“The Portable Leader”, a New Strategy of Talent Management - Advantages and Shortcomings
By HR CLUB on 15 January 2018
Lately, many companies have placed at the center of their talent management strategies the promise of the portable leader, which can be summarized as “working here today will make you a leader elsewhere tomorrow”. Using the promise of portable leadership can attract talented people in companies, motivate them, and build valuable networks of alumni outside the firm’s walls.
The popularity of this strategy has led to the rise of corporate universities and to the corporatization of universities, all promising to turn talent into leaders. It is more than a promise of learning. It is a promise of transformation — that a stint at the organization will change your substance and value, not just your leadership style, in ways that will outlast your tenure in it.
By means of a study carried out among young managers from an international business school, Gianpiero Petriglieri (the special guest of HR Awards Gala 2018) and his colleagues have come to the conclusion that portability has two paths. Thus, they identified two types of portable leaders:
- „Hunters” – had a clear view of whom they aspired to become but saw themselves as lacking the competence and connections that would get them there. They focused on cultivating flexibility – the ability to get along with different groups, to adapt to the demands of many organizations, to be more versatile and more able to chase opportunities.

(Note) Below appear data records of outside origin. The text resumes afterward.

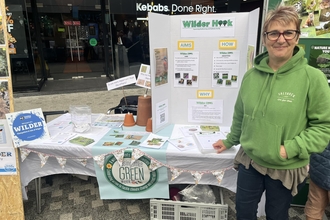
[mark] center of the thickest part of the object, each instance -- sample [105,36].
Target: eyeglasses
[288,35]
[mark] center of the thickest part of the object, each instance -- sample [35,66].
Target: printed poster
[319,57]
[27,126]
[2,28]
[143,79]
[16,22]
[8,161]
[4,99]
[225,69]
[161,58]
[208,27]
[186,67]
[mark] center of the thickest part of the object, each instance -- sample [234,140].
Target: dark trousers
[250,187]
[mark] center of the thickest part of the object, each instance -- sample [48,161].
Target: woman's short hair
[284,15]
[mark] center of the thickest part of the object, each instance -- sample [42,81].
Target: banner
[126,171]
[27,126]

- „Explorers” – were less sure about what they wanted to do and, at times, who they really were. They saw themselves as lacking the clarity and courage to set a path of their own. For them, portability meant identifying their “internal passion,” and choosing groups and organizations that would let them express it and cultivate it further.
The more or less surprising discovery of Gianpiero Petriglieri's research was that, although the combination of flexibility and resolve might seem ideal for a leader, none of the young managers participating in the study was interested in cultivating both. Hunters were less interested in introspection, while explorers did not appreciate action and practice in excess
Another trap of the portability strategy could be the fact that it puts pressure on talents to keep moving, risking to devaluate less flexible employees. Moreover, it can even create a bias against less mobile talents or against those who appear more tied to a function, organization or geographical place. Consequently, organizations that promise portability may inadvertently discourage the development of commitment to a single organization, which is just the kind of commitment that makes leaders trustworthy.